La provincia de Misiones se encuentra en pleno proceso de adaptación y diseño estratégico para poner en marcha el nuevo Régimen Penal Juvenil. Este sistema introduce modificaciones sustanciales en las estructuras judiciales y en el tratamiento de los menores de edad que cometen delitos, priorizando el cumplimiento de los estándares internacionales y la articulación entre los diferentes organismos del Estado.
Al respecto, Juan Manuel Díaz, ministro del Superior Tribunal de Justicia de Misiones, dialogó con la FM 89.3 Santa María de las Misiones y precisó sobre el estado actual de este proceso de transición en cuanto a las etapas completadas, los ejes del nuevo paradigma normativo y los condicionantes financieros que deberán afrontar las arcas provinciales.
Según indicó, el diseño de la modificación judicial para el nuevo régimen comenzó con un relevamiento de las capacidades actuales y la opinión de las áreas técnicas especializadas del propio fuero. El objetivo inicial consistió en construir un diagnóstico sólido antes de extender la convocatoria a otros sectores de la administración pública. En ese sentido, detalló la posición de la provincia en la región al afirmar que “Misiones es pionera avanzando en la implementación de este régimen con un gran esfuerzo, primero a través de un proceso de escucha institucional interna dentro de la estructura del Poder Judicial con los actores especializados”.
A partir de ese relevamiento, los equipos técnicos avanzaron en la redacción de normativas de aplicación directa para los magistrados y funcionarios. Díaz señaló que se elaboró un protocolo de actuación interna que “lo que hace es compatibilizar los principios, tanto convencionales, con lo que trae la ley penal juvenil”.
El derecho a ser oído
Uno de los cambios más significativos del nuevo esquema radica en la inmediatez del contacto entre el menor de edad y las autoridades judiciales, garantizando las prerrogativas constitucionales desde el inicio de las actuaciones de manera obligatoria. El referente del Superior Tribunal de Justicia consideró este aspecto al manifestar que “existe el derecho a ser oído como premisa dentro del régimen penal juvenil, en una instancia muy temprana dentro del proceso”. Es decir, según explicó, que esta medida busca evitar dilaciones y asegurar que el joven comprenda su situación frente a la ley.
En esa misma línea, Díaz remarcó la importancia de la utilización de un lenguaje claro y comprensible para los jóvenes involucrados y destacó que la reforma es la incorporación de un abordaje integral durante la investigación penal, que incluye aspectos sociales, educativos y de salud. De este modo, la causa no se limita a la acreditación del hecho delictivo, sino que evalúa el contexto socioeconómico del imputado.

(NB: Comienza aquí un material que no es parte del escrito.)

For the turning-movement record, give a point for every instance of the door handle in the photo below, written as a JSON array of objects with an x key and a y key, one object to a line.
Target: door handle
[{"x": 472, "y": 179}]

Financiamiento de la reforma
Para que este nuevo sistema funcione, la Justicia no puede actuar sola. Se necesita el trabajo en conjunto con los sectores que se ocupan de la asistencia social y la capacitación para el trabajo. Por eso, el Poder Judicial ya convocó a diferentes ministerios del Gobierno provincial para planificar cómo se va a acompañar y contener a los adolescentes involucrados: “Convocamos a esos actores y generamos mesas de trabajo y de coordinación y articulación con distintos funcionarios del Ejecutivo provincial”.

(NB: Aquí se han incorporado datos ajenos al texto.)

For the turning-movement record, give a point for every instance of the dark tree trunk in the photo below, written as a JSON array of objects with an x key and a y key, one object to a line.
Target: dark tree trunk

En la misma línea, el funcionario judicial agregó que hay “una mesa de reintegración social en donde el Ministerio de Trabajo, Ministerio de Deporte, Cultura y otros actores se nuclean para poder darles una oportunidad”. Estas áreas intervendrán en el seguimiento y la capacitación de los jóvenes sometidos al régimen.

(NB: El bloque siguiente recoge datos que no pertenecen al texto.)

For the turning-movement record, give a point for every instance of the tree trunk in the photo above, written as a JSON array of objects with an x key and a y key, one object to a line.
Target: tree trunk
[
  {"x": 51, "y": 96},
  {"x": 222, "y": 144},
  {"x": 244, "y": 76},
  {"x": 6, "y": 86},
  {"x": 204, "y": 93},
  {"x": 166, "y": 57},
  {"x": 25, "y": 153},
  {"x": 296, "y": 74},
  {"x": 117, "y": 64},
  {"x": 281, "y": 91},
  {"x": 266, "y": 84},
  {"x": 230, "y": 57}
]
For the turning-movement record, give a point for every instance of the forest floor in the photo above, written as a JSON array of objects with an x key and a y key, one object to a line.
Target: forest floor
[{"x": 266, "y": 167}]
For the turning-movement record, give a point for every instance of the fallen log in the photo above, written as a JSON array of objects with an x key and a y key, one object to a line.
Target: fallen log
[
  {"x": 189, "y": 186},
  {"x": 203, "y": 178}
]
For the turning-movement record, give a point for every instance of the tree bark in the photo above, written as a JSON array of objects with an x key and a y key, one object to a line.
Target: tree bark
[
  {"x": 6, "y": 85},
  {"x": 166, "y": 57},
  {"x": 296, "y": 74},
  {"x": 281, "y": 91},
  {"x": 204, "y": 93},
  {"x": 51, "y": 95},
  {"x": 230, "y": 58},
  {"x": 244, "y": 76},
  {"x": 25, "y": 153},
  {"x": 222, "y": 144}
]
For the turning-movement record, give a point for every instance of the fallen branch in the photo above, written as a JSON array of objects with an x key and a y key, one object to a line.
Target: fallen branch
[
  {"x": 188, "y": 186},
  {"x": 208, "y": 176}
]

Finalmente, Díaz advirtió que la aplicación del régimen también implica desafíos presupuestarios y de recursos humanos para las provincias debido a la falta de partidas específicas de origen federal. Sobre este punto económico, concluyó que “hay una cuestión de recursos que también va a demandar la operatividad del sistema, una decisión tomada por el Estado nacional de la cual las provincias tienen que hacerse cargo”.